On Wednesday, Adrienne Vaupshas – press secretary for Freeland – said independent analyses from both BMO Capital Markets and TD Securities have found that the Trans Mountain pipeline project remains commercially viable.

“The Trans Mountain Expansion Project is in the national interest and will make Canada and the Canadian economy more sovereign and more resilient,” Vaupshas said in an email, adding the federal government still plans to launch a divestment process after the project is further derisked and after negotiations with Indigenous groups have progressed.

A number of Indigenous-led initiatives have previously stated their intentions to pursue an equity stake in the pipeline.

The report is meant to inform parliament and the public.
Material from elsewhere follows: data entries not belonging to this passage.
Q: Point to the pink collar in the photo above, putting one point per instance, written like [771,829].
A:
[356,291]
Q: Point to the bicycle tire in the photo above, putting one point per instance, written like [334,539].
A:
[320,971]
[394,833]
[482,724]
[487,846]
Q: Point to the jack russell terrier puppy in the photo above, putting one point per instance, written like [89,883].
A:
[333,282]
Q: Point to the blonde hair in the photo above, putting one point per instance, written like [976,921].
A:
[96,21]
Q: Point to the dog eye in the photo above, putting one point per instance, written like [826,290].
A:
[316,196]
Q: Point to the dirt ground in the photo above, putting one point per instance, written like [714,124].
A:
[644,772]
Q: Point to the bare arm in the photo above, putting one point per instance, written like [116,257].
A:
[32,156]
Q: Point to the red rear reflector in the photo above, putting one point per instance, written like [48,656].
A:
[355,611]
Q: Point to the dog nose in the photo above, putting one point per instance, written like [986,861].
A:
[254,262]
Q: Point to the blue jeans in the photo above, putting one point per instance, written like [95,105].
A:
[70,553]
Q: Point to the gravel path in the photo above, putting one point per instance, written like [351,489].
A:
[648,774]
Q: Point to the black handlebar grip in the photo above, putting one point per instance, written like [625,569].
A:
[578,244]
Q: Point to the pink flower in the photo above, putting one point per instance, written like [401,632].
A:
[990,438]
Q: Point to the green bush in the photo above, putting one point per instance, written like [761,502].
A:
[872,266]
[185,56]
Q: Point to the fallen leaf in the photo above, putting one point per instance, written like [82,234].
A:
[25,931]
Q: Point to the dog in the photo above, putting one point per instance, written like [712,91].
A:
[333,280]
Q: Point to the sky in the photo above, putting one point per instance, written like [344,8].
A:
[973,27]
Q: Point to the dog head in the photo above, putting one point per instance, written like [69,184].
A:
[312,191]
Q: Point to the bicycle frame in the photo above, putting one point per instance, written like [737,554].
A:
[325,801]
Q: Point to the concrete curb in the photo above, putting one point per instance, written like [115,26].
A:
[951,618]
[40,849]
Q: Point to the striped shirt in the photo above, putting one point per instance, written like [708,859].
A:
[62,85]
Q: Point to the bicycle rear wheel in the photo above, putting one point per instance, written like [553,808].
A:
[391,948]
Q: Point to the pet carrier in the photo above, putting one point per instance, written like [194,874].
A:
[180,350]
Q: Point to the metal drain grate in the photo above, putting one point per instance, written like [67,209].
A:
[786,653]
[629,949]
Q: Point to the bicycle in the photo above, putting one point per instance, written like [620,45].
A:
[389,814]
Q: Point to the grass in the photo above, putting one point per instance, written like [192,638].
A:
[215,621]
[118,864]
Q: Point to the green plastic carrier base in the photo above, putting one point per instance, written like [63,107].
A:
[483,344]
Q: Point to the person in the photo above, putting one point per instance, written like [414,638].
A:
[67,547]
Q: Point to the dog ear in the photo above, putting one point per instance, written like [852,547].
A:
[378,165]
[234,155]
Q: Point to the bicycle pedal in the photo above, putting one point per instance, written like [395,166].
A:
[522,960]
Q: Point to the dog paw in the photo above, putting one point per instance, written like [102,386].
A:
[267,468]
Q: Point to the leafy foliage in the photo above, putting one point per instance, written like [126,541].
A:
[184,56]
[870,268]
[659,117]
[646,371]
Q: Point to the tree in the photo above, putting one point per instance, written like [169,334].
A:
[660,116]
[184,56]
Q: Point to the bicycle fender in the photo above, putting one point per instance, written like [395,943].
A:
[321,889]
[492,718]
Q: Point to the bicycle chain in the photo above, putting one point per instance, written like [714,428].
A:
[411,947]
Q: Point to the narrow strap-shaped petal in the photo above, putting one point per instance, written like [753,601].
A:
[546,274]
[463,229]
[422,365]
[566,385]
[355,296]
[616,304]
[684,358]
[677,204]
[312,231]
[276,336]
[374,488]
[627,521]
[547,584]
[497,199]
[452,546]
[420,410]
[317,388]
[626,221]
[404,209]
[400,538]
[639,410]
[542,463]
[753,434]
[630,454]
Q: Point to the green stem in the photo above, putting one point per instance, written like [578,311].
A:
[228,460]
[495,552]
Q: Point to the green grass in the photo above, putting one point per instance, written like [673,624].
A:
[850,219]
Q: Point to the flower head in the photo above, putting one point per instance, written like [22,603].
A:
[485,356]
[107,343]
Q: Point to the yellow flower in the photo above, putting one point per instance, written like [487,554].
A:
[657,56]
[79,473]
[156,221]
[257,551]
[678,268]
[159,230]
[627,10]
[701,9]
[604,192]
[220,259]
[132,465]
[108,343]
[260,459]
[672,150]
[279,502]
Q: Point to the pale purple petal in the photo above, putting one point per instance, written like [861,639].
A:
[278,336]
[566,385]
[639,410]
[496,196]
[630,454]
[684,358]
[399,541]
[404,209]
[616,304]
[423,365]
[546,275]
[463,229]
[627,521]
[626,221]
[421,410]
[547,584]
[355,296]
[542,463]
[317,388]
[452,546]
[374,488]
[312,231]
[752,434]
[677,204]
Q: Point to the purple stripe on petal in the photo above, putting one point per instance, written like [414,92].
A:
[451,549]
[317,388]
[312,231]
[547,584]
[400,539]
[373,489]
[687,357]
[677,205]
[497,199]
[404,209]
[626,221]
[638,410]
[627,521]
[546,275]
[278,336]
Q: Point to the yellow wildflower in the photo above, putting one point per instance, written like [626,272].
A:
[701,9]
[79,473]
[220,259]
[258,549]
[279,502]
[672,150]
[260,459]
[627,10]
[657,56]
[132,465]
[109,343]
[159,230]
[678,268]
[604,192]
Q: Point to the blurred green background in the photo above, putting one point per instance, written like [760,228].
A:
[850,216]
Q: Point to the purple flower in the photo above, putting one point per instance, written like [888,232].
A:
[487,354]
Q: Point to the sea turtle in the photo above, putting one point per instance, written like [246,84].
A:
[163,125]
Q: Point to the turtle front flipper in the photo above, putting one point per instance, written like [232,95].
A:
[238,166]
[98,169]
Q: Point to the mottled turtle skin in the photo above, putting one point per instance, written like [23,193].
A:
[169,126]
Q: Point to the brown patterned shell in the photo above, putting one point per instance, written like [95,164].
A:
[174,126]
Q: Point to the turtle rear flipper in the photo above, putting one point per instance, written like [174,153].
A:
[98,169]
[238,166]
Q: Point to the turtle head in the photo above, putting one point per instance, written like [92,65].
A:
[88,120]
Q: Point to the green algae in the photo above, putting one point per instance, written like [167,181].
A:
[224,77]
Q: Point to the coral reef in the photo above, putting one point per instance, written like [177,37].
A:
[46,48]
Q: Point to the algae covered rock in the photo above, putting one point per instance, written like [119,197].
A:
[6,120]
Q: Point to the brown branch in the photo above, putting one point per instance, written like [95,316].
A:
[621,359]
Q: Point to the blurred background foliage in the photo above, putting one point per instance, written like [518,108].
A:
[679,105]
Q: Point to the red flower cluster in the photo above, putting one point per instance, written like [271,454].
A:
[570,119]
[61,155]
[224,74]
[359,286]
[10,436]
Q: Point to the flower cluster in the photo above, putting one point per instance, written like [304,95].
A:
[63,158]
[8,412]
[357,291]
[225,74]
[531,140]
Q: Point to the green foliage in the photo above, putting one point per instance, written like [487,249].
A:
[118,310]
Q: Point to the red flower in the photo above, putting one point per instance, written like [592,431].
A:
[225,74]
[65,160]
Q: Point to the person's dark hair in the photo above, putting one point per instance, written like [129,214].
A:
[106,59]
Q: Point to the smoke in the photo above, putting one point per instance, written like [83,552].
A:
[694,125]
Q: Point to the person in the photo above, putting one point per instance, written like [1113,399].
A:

It’s not a legally binding document, and it doesn’t take into account certain economic factors. 

“Job (creation) isn’t considered here,” Giroux said, “(and) with the expansion of the pipeline, there is reasonable grounds to expect (Western Canadian Select) will be able to sell at a slightly higher price than it currently is.”

The PBO believes that’s why Ottawa isn’t considering changing its plans quite yet. 

“There could be a private sector operator that comes along in a few months or years, who decides that our assumptions were too pessimistic and decides to offer to the government more than what it has paid to buy the pipeline and expand it,” Giroux said.

DIFFERING VIEWS

Environmental groups were quick to point to the PBO’s report Wednesday as proof that the federal government should never have purchased Trans Mountain in the first place.

“The federal government is losing money on the pipeline whose profits they promised would pay for green energy,” said Keith Stewart, senior energy strategist for Greenpeace Canada.

“Rather than pouring billions more into a money-losing, climate-destroying pipeline that only benefits oil company bottom lines, let’s spend it directly on green energy solutions that help Canadians avoid pain at the pump while fighting climate change.”

But the Canadian Association of Petroleum Producers, an industry lobby group, said the current global energy crisis that has been exacerbated by Russia’s invasion of Ukraine proves the importance of the Trans Mountain project, as the pipeline will help to link Canada’s oil to its allies and trading partners around the world.

“In a world that is running short on energy and in need of safe, secure and responsibly produced oil and natural gas, the Trans Mountain expansion is more important now than when the project began construction,” said Lisa Baiton, CAPP president and chief executive, in a statement.

Calgary-based oil company Cenovus Energy Inc. said in a statement Wednesday it believes the business case for Trans Mountain remains sound.

“The Trans Mountain expansion will play an important role by helping to ensure the long-term stability and future of our industry, provide sustainable energy security for Canadians and make significant contributions to government revenues through taxes and royalties as well as good paying jobs for Canadians,” said Cenovus spokesman Reg Curren in an email.